No question that the biggest benefactor is the guy locking people up in garbage variable annuities and non publically traded REITs. I’ve written before in this article, that if you are looking to get rich quick and have no experience in the finance industry, start selling annuities. It takes no time to get licensed and the commissions are huge. The only requirement is that morally, you don’t care about ripping off unsuspecting clients. The fiduciary rule was created so that these annuity and other commission based brokers would need to put the clients interest ahead of their own. Now, these brokers can go right back to fleecing retirees.  

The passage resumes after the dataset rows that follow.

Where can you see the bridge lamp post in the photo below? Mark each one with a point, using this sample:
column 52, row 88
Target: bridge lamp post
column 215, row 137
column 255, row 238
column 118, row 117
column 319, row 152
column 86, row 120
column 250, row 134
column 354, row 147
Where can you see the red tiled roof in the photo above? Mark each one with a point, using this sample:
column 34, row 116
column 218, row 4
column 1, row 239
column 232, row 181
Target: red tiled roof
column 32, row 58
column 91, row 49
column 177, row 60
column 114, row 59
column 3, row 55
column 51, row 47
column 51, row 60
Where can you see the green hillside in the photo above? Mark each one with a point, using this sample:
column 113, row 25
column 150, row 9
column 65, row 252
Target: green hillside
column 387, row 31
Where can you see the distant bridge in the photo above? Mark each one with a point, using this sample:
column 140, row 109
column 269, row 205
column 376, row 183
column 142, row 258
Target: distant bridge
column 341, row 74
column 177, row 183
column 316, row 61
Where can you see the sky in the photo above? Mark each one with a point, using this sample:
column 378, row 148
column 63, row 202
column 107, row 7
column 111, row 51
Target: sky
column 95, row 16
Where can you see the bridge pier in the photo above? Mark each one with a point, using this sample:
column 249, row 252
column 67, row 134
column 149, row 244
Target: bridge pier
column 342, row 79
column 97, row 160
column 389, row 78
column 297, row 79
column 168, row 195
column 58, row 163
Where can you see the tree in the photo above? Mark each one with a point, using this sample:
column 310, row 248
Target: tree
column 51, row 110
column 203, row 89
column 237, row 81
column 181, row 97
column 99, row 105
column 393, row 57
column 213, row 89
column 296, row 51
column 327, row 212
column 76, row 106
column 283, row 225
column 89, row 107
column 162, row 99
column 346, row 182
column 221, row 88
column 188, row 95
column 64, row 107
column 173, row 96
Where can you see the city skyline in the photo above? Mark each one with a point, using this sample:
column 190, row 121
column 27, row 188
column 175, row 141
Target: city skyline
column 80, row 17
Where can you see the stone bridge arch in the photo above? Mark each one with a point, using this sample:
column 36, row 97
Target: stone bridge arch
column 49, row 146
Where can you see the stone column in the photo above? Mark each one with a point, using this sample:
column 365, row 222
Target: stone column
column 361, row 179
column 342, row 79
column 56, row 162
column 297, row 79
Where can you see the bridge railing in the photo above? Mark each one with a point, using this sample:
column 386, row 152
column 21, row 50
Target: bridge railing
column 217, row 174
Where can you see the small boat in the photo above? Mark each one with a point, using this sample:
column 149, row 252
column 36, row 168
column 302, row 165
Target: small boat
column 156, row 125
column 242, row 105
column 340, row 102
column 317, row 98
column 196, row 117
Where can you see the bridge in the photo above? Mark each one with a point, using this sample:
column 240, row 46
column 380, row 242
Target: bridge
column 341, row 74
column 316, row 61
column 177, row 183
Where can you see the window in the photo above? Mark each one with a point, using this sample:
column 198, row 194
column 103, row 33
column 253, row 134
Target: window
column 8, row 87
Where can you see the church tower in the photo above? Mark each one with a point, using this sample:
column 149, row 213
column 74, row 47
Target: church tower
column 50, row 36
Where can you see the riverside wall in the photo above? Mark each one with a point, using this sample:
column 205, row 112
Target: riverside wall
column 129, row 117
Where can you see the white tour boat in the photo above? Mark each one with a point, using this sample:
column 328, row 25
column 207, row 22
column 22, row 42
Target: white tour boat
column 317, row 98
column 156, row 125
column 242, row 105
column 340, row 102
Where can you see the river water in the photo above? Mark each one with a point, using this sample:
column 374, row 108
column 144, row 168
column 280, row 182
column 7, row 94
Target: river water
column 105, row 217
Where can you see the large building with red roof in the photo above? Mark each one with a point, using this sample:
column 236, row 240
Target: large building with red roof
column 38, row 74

So, how could this rule possibly be good for fee-only fiduciary investment advisors like myself? First off, the best thing about this fiduciary rule, even though it never became law, is that more people are now familiar with a fiduciary. Previously, I would never have a prospective client ask me if I was a fiduciary. Now, I get it all of the time.  The general knowledge that there are brokers that can sell products to benefit themselves and fiduciaries that have to look out for the client, is a good thing. I love being able to sell against commission brokers. It is a huge advantage to sit across from a prospective client and explain how I’m required to act in your best interest. Even better when we discuss that other guy you spoke with, yeah the guy selling you that ridiculous non-traded REIT, he’s not. If every financial advisor had to act in your best interest, I’d lose this huge advantage that I have. Trust me, acting in the clients best interest is the best thing I can sell.

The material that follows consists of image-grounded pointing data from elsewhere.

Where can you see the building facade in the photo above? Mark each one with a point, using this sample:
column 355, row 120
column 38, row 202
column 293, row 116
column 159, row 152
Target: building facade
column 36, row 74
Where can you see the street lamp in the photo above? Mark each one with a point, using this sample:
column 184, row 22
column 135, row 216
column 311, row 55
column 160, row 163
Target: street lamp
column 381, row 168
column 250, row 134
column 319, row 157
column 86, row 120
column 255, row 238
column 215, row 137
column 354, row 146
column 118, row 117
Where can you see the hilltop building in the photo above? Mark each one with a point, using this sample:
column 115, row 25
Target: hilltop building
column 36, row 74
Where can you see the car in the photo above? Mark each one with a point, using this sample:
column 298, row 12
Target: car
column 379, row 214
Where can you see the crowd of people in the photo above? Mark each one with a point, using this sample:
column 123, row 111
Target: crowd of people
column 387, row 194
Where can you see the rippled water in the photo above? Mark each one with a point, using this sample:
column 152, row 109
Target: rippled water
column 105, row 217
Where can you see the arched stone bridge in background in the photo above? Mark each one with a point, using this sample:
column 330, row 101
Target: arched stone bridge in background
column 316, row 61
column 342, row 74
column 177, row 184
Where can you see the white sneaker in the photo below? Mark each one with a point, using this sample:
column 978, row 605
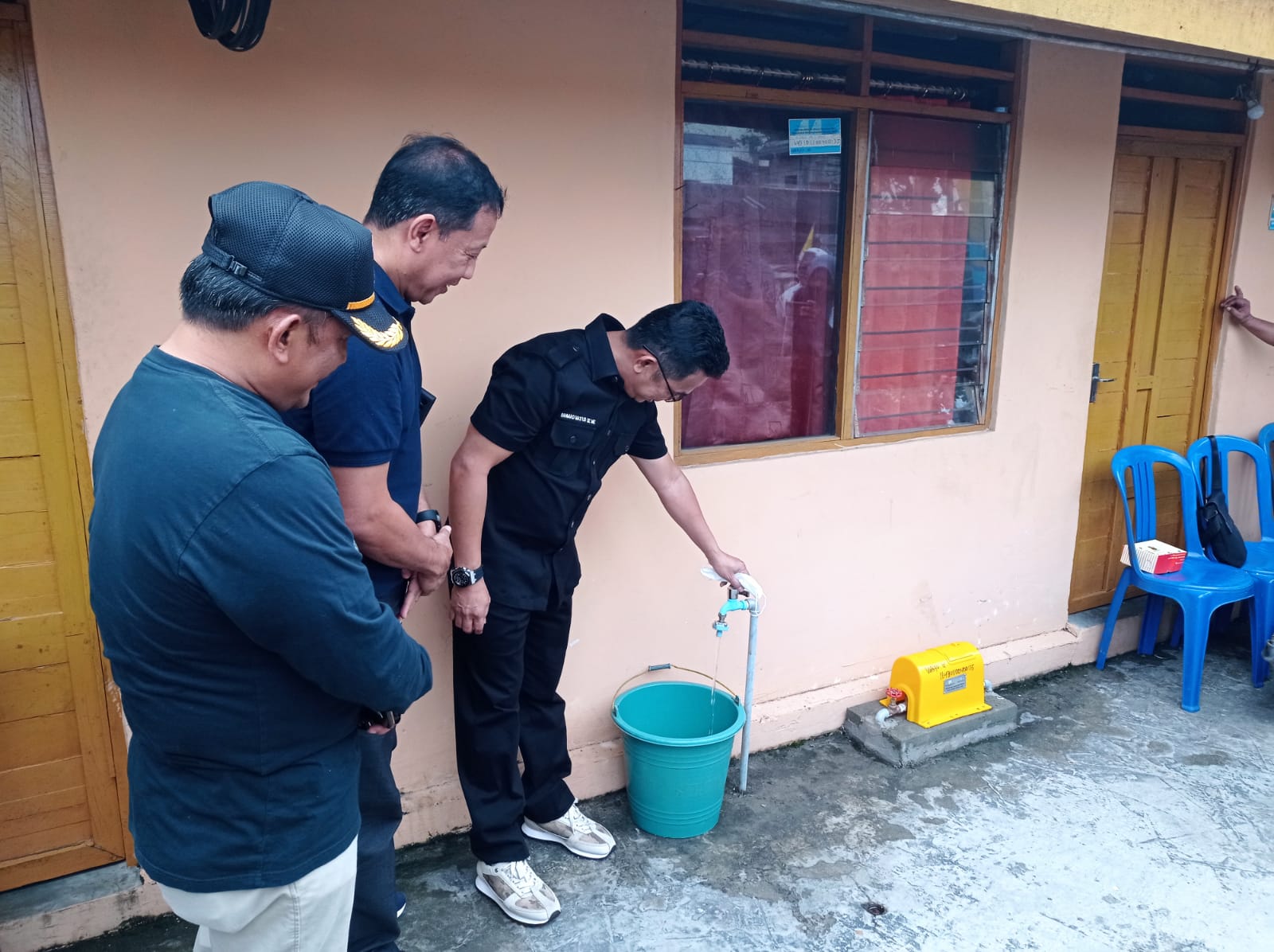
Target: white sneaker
column 573, row 830
column 519, row 892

It just so happens that on the same day the fiduciary rule was shot down, I got a call from a long time client. We have spent years, and countless hours of paperwork, to get rid of annuities and non-traded REITs that a previous broker sold him. He told me about another non publicly traded energy MLP that he bought in 2012. He bought it for $50,000 and figured it was worth at least that today but (conveniently) stopped receiving statements a couple years back. I mean how could it do too poorly, the S&P 500 is up over 115% since the beginning of 2012. Needless to say the client wasn’t happy when he found out his $50,000 investment is now worth a whopping $1,500. Oh and it would take him 6 to 9 months if he would like to pull his money out. If you are counting, the broker who sold him this ridiculous investment made around five grand (whom he never heard from again) and the client lost nearly fifty. This is why the fiduciary rule is so important. Yet, as long as their are brokers out there selling crummy commission based products, I’ll keep selling against it with solid fee-only investment advice. That’s a huge advantage to me.